When it comes to rabbits, a happy bunny is usually an active bunny. Happy bunnies will do things like ‘dance, lick, hop, chin and run around’, widely known as rabbit ‘binkying’. Unhappy bunnies have rapid changes in behaviour, often behaving frantically, thumping, grunting, squealing, and appearing unresponsive or lethargic. Rabbits are also very affected by changes in weather and temperature, and bunny owners can read more about how to keep your bunny happy this autumn and all year round with some top tips from CEO of Rabbit Welfare Association and Fund (RWAF) Rae Todd here.
Gerbils and other small animals also show how they are feeling to their owners via their body language. Signs to keep an eye on include if your gerbil or small pet can never relax, and is looking consistently frantic. They may also stand up on their hind legs holding their front paws together, on the lookout for danger when they’re feeling stressed. Pet Helpful provides some tip tips on how to beat the blues in gerbils.

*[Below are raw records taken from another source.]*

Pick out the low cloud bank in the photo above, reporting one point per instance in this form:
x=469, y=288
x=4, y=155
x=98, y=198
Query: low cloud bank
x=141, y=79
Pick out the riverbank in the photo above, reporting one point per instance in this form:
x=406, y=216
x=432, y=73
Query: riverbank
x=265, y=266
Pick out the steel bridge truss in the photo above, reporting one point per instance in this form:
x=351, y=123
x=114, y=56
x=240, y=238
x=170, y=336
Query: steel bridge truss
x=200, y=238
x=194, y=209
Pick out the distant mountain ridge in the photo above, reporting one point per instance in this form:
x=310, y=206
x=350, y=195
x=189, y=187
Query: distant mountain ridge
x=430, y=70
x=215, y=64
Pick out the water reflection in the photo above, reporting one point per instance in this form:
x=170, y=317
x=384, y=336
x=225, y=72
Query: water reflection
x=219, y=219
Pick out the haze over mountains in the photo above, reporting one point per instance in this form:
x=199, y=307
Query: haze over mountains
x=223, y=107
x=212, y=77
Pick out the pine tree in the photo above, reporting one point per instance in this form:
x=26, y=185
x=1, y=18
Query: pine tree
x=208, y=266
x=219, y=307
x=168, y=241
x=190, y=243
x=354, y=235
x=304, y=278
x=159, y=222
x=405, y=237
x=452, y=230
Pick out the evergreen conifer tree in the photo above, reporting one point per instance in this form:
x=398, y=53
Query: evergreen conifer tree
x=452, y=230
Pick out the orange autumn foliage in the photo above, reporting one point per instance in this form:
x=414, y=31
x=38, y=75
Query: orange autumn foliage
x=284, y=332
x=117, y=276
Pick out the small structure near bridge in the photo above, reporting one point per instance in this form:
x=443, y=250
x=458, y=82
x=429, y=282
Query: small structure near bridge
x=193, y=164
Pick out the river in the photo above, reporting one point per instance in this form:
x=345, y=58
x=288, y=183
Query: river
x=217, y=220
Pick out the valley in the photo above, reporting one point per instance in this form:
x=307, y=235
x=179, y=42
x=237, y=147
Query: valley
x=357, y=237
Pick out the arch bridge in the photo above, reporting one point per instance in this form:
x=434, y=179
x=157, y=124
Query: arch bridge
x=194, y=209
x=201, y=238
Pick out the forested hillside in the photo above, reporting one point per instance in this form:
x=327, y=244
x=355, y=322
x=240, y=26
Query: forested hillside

Settling into a new season
Family routines are different. It may mean that ‘back to school’ means your pet has more chill out time at home. Alternatively it may mean that there’s actually more time during the day to spend with your pet. Nothing will compare to you setting some extra time aside, if necessary in the evenings and weekends, to spend some quality time with your pets to help them adjust to a new, perhaps more independent routine. Companionship is vital to pets like dogs particularly, and it’s extremely important to make sure that your pet’s needs are carefully considered when it comes to the level of companionship they require. Every dog is different, and some will happily snuggle down for a few hours, while others may be anxious or bored as soon as you leave. Your vet or local pet care specialist will be able to advise on how you can manage should you need to be away from home longer than the dog is comfortable with or you can find help through the National Association of Pet Sitters and Dog Walkers.. Again, you vet can provide behavioural advice and if necessary even recommend a specialist to help alleviate any separation anxiety.
As well as companionship, plenty of exercise can help provide physical and mental stimulation for your pets all year round. Creating obstacle courses for your pet to play is a great start. PetCentric have some great tips on how to make your own cat agility course to provide exercise and mental stimulation throughout the day and for more ‘back to school’ cat tips don’t miss our interview with International Cat Care’s Dr. Sarah Ellis. Dog agility courses are also a great way to keep your pup entertained when you are out using hurdles, tunnels and poles. We teamed up with the Kennel Club to explore some of the more innovative types of exercise and activities you can do with your dog, from agility training to music, which you can read here.
It’s not just dogs and cats that benefit from exercise at this time of year and all year round – smaller pets like rabbits can reap the benefits too. Read more from Rabbit Welfare’s Rae Todd on keeping rabbits active this autumn!
By giving your pets that extra bit attention in your free time, as well as researching new ways to keep your pet healthy and active throughout the day, you can ensure that they adapt to their new season’s routine, and stay happy and healthy throughout autumn and beyond.